TSUNAMI SELAT SUNDA 2018

Dalam setiap kejadian bencana alam, pemerintah dalam hal ini Kementerian Sosial hadir di
tengah lokasi bencana memberikan perlindungan sosial korban bencana alam. Mensos Agus
Gumiwang Kartasasmita menjelaskan Program Perlindungan Sosial Korban Bencana Alam
meliputi tiga tahap yakni Prabencana saat bencana dan Pascabencana. Pada tahap Prabencana,
Kemensos membangun sistem kesiapsiagaan dan mitigasi bencana meliputi penyiapan
bufferstock logistik, penyiapan sarana dan prasarana, penyiapan Taruna Siaga Bencana (Tagana),
Kampung Siaga Bencana (KSB), dan petugas lainnya.
Pada saat bencana mengaktivasi sistem yang sudah dipersiapkan untuk penanggulangan
bencana alam secara terpadu. Sistem yang dimaksud ialah klaster nasional yang dikoordinasikan
oleh Badan Nasional Penanggulangan Bencana (BNPB) di mana Kemensos bertugas dalam
klaster perlindungan dan pengungsian serta klaster logistik. Fokus penanganan adalah evakuasi
pengungsi ke tempat aman, serta kelompok rentan yang terdiri atas lansia, anak-anak,
penyandang disabilitas, dan kelompok khusus lainnya.

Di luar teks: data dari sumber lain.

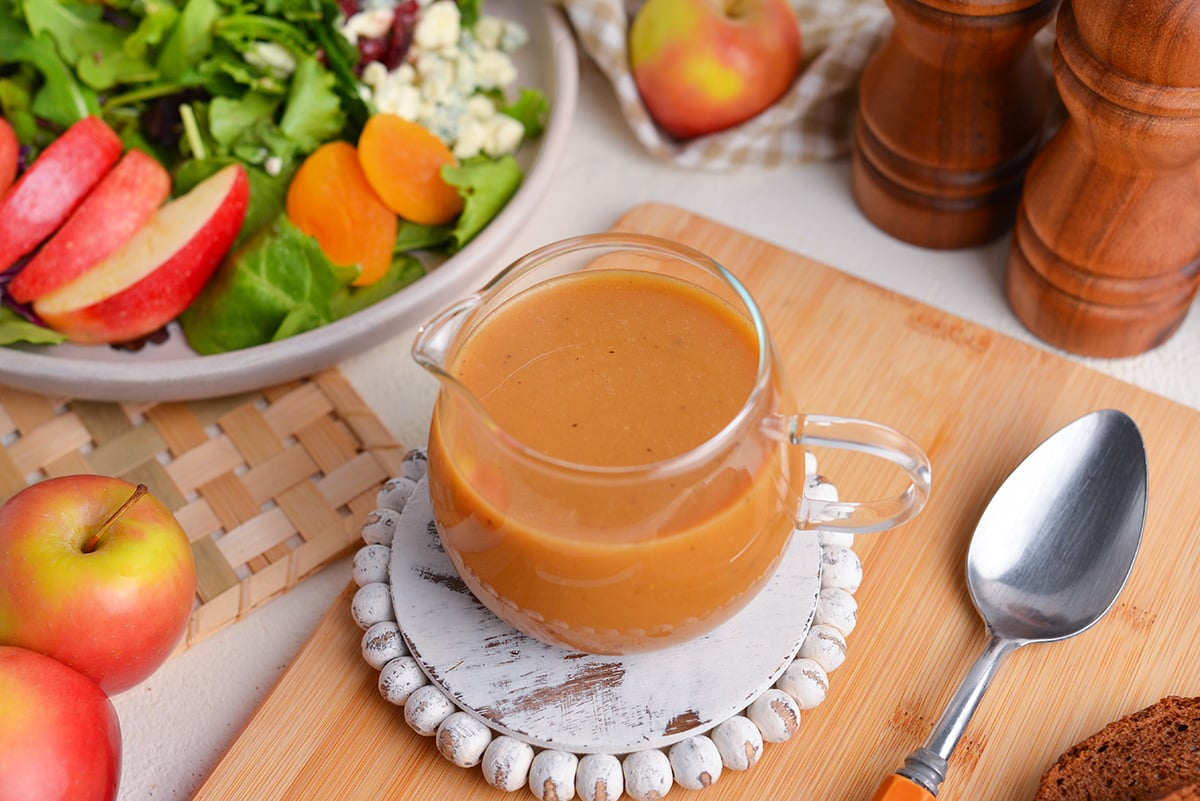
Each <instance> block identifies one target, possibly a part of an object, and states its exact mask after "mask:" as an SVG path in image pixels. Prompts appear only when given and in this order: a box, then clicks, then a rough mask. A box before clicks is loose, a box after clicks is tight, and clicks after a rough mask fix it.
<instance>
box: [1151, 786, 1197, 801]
mask: <svg viewBox="0 0 1200 801" xmlns="http://www.w3.org/2000/svg"><path fill="white" fill-rule="evenodd" d="M1151 801H1200V784H1184V785H1183V787H1181V788H1176V789H1174V790H1171V791H1170V793H1163V794H1162V795H1156V796H1154V797H1153V799H1151Z"/></svg>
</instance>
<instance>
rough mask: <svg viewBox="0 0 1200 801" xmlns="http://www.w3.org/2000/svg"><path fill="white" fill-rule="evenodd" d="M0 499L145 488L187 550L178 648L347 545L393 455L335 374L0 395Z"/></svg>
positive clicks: (396, 457)
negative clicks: (120, 398)
mask: <svg viewBox="0 0 1200 801" xmlns="http://www.w3.org/2000/svg"><path fill="white" fill-rule="evenodd" d="M0 445H2V447H0V501H2V500H6V499H7V498H8V496H11V495H12V494H13V493H16V492H18V490H19V489H22V488H24V487H25V486H28V484H30V483H34V482H37V481H41V480H43V478H49V477H53V476H61V475H71V474H80V472H94V474H101V475H112V476H118V477H121V478H125V480H126V481H130V482H133V483H143V484H145V486H146V487H148V488H149V489H150V492H151V493H152V494H154V495H155V496H157V498H158V499H160V500H161V501H162V502H163V504H166V505H167V506H168V507H169V508H170V510H172V511H173V512H174V513H175V517H176V518H178V519H179V522H180V524H181V525H182V528H184V530H185V531H186V532H187V536H188V538H190V540H191V542H192V550H193V553H194V554H196V579H197V594H196V595H197V597H196V607H194V609H193V612H192V619H191V622H190V625H188V628H187V633H186V636H185V638H184V640H182V643H181V644H180V646H179V650H182V649H186V648H188V646H191V645H193V644H196V643H198V642H199V640H202V639H204V638H205V637H209V636H210V634H212V633H215V632H217V631H220V630H221V628H223V627H226V626H228V625H230V624H233V622H235V621H238V620H240V619H242V618H245V616H246V615H247V614H250V613H251V612H253V610H254V609H256V608H258V607H260V606H262V604H263V603H265V602H266V601H269V600H271V598H274V597H276V596H278V595H281V594H283V592H286V591H287V590H289V589H292V588H293V586H295V585H296V584H298V583H299V582H300V580H302V579H304V578H306V577H308V576H311V574H312V573H314V572H316V571H318V570H319V568H320V567H323V566H325V565H326V564H329V562H330V561H334V560H335V559H337V558H338V556H341V555H342V554H344V553H348V552H349V550H350V549H353V548H355V547H358V546H359V544H361V540H360V537H361V531H362V522H364V519H365V517H366V516H367V513H370V512H371V511H372V510H373V508H374V507H376V495H377V493H378V490H379V488H380V487H382V486H383V483H384V482H385V481H386V480H388V478H390V477H392V476H394V475H398V471H400V463H401V460H402V459H403V457H404V453H406V448H404V447H403V446H402V445H401V444H400V442H398V441H397V440H396V439H395V438H394V436H392V435H391V434H390V433H389V432H388V429H386V427H385V426H384V424H383V423H382V422H380V421H379V420H378V417H377V416H376V414H374V412H373V411H372V410H371V408H370V406H367V404H366V403H365V402H364V401H362V399H361V397H360V396H359V395H358V392H355V390H354V387H353V386H350V384H349V381H347V379H346V378H344V377H343V375H342V374H341V373H340V372H338V371H337V369H330V371H325V372H322V373H319V374H316V375H313V377H310V378H307V379H304V380H300V381H293V383H289V384H283V385H280V386H274V387H270V389H265V390H262V391H259V392H253V393H245V395H239V396H229V397H223V398H211V399H204V401H192V402H172V403H145V404H130V403H101V402H92V401H72V399H68V398H54V397H47V396H41V395H34V393H29V392H23V391H20V390H13V389H11V387H5V386H0Z"/></svg>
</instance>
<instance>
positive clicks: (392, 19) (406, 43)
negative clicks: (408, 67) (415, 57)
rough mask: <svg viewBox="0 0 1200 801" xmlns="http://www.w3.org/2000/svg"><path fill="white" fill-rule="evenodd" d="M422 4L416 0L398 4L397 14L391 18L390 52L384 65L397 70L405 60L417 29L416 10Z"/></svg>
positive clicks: (396, 10) (408, 1) (387, 54)
mask: <svg viewBox="0 0 1200 801" xmlns="http://www.w3.org/2000/svg"><path fill="white" fill-rule="evenodd" d="M419 8H420V6H419V5H418V4H416V0H403V1H402V2H398V4H396V16H395V17H392V20H391V31H389V36H388V54H386V56H385V58H384V59H383V62H384V66H385V67H388V68H389V70H395V68H396V67H398V66H400V65H401V64H403V62H404V56H406V55H408V48H410V47H412V46H413V31H414V30H415V29H416V12H418V11H419Z"/></svg>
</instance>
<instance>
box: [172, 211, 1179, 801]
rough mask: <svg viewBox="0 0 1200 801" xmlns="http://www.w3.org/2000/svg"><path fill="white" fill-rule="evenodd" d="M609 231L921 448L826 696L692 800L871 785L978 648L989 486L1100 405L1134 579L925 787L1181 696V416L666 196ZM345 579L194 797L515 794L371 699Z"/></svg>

Pada saat terjadinya bencana dan pemerintah daerah telah menetapkan status tanggap
darurat, Kemensos mengerahkan seluruh potensi penanggulangan bencana alam. Yakni
pengerahan personel Tagana dan Sahabat Tagan, KSB, Kendaraan Siaga Bencana, barang
persediaan, alat evakuasi, alat dan sistem komunikasi, dan kerja sama lembaga pemerintah
dengan NGO.
Barang persediaan terdiri atas makanan, sandang, kebutuhan keluarga dan anak, kebutuhan
khusus untuk penyandang disabilitas. Ini adalah kebutuhan mendesak yang diperlukan warga
terdampak bencana. Selain pemenuhan kebutuan makanan, perlindungan sosial korban bencana
alam juga memprioritaskan tersedianya alat evakuasi terdiri atas tenda pengungsi, tenda dapur
umum, tenda keluarga di lokasi pengungsian. Kemensos, lanjutnya, juga memiliki alat evakuasi
berupa perahu karet, perahu seafrog polytheline, perahu doplhin, kapal cepat evakuasi dan
logistik yang siap digunakan bila diperlukan.
Kendaraan Siaga Bencana juga wajib siap 24 jam sewaktu-waktu diperlukan. Misalnya
Mobil Dapur Umum Lapangan, Mobil Rescue Tactical Unit (RTU), Truck Bak Kayu. Mobil
Tangki Air, Motor Trail. Seluruh barang persediaan dan alat evakuasi disimpan di gudang
logistik terdiri atas satu gudang pusat, dua gudang regional, 34 lokasi gudang provinsi, dan 514
lokasi gudang kabupaten dan kota. Gudang pusat berada di Bekasi, Jawa Barat, dan dua gudang
regional terdiri atas gudang regional Timur di Makassar, Sulawesi Selatan, dan gudang regional
Barat di Palembang, Sumatra Selatan.
Selanjutnya, untuk mempercepat penanganan korban bencana alam, Kementerian Sosial
bekerja sama dengan kementerian dan lembaga terkait, 4 lembaga PBB, 12 NGO internasional
dan lebih dari 100 NGO, serta peran dunia usaha melalui CSR mereka. "Terakhir atau tahap
ketiga, setelah masa tanggap darurat bencana selesai adalah melakukan pemulihan dan penguatan
korban. Meliputi pemberian Bantuan Pemulihan Sosial terdiri atas Jaminan Hidup, BBR,
santunan dan isi hunian tetap, serta yang sangat penting adalah Layanan Dukungan Psikososial
(LDP). Layanan LDP ini bahkan telah kami mulai sehari setelah bencana terjadi untuk
memberikan kekuatan dan pendampingan kepada warga terdampak bencana,".